Daily News Correspondent
People showed up in rain boots and slickers to hear Wilco play the Moose's Tooth parking lot last night. They wore gum boots and Wellingtons, fleece and Gortex, hats and gloves.
The rain fell. The band played. The crowd stayed.
A lessor act might have lost its audience to the downpour, but Wilco held firm, dishing out riotous dissonance and seductive moodiness in equal measure. Though reviewers and record labels like to define the band's music—every band's music—Wilco defies catagories.
Roots music? Folk pop rock? Alternative country? After last night's show, it's clear that Wilco doesn't play alternative anything. It plays everything and anything, from whiffs of blues and jazz to pure country and outright rock and roll.
Last night's set began with folk-inspired wistfulness and finished with a flurry of rock-infused barn burners. In between, the band represented all seven albums, from 1995's "A.M." to its latest release, "Sky Blue Sky."
The set included songs like the wily "Via Chicago" from 1999's "Summerteeth" with drummer Glenn Kotche and guitarist Nels Cline wailing in raucous counterpoint to Jeff Tweedy's acoustic drone; and the jangling "Handshake Drugs" from 2004's "A Ghost is Born," which won two Grammy's for best alternative album and best recording package in 2005; and the country fune "Just That Simple" from "A.M." with bassist John Stirratt on guitar and vocals.
Wilco plays varying sets as a matter of course, taking requests online and mixing the old with the new. Their diehard fans in Chicago and the Midwest see them over and over again, yearning for B-side peculiarities and new takes on old tunes. The Anchorage crowd just looked happy to see them at all, even while huddling under umbrellas.
The band seemed to sate its audience by playing over two hours with two encores Saturday night, covering everything from "Misunderstood" from 1996's "Being There"—(When you're back in your old neighborhood//The cigarettes taste so good//But you're so misunderstood//You're so misunderstood)—to new tracks from "Sky Blue Sky," like "Walkin," a country pop song with a jam-band temperament, and "Impossible Germany," a deceptively simple tune with a clever subtext.

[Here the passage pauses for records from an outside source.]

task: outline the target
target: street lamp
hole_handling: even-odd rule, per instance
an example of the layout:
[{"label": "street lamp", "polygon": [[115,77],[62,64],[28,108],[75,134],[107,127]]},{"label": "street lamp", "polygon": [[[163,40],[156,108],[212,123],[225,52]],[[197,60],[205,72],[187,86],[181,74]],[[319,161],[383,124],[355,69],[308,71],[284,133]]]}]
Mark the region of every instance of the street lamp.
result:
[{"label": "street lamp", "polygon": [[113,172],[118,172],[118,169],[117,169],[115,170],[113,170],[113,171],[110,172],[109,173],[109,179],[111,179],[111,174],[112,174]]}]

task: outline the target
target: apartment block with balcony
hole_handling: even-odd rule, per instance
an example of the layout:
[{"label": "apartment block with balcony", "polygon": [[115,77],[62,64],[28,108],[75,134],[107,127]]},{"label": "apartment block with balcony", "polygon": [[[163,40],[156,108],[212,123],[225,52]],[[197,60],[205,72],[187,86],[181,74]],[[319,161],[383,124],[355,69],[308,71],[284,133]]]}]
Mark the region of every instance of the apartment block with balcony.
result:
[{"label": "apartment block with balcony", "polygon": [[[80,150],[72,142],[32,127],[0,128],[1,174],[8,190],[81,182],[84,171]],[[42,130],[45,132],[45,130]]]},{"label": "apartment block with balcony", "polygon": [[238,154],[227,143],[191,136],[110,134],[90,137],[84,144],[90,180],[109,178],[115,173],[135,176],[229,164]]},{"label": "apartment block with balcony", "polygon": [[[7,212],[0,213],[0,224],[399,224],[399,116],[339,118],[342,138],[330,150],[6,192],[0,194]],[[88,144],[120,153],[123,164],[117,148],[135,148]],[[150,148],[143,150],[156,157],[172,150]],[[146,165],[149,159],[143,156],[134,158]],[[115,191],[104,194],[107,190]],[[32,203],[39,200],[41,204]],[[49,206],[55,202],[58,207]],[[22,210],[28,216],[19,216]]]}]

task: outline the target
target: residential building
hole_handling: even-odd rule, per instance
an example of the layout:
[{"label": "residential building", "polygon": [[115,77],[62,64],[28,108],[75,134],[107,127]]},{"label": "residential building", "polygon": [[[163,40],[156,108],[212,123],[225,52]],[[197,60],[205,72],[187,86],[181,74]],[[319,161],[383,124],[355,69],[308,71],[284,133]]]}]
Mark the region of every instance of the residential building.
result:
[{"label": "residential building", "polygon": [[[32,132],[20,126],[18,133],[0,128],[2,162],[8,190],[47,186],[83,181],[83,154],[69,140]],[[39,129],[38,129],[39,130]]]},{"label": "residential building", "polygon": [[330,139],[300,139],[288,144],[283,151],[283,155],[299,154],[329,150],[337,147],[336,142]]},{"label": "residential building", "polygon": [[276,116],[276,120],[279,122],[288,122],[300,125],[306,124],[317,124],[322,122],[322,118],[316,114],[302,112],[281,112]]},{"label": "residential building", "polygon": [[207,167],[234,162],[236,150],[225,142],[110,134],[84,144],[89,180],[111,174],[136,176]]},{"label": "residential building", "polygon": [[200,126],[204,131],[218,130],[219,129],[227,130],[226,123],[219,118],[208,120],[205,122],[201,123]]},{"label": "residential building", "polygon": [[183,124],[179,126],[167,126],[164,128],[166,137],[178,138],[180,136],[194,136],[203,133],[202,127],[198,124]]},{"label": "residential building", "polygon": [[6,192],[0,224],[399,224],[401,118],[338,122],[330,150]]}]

The set included several songs from 2002's "Yankee Hotel Foxtrot" as well, such as "Jesus, Etc." and "I Am Trying to Break Your Heart," a folk-country heartbreaker that spins off the psychedelic cliff.
The band coalesced despite the rain and dreary sky. Though only Tweedy and Stirratt have been with Wilco from the beginning, the others seem to have integrated seamlessly, with Cline (guitar) and Kotche (drums) searing the sonic meat while Pat Sansone and Mikael Jorgensen (keyboards, guitars, percussion) laying on the garnish.
Their musical fusion heated up despite cool, wet day.
About halfway through, Tweedy said with a sardonic edge, "Hang in there everybody. It's going to clear up any minute."
The bittersweet truth only made them stronger. About 3,500 people bought tickets to the show and most stayed to the end, wet but willing to comply.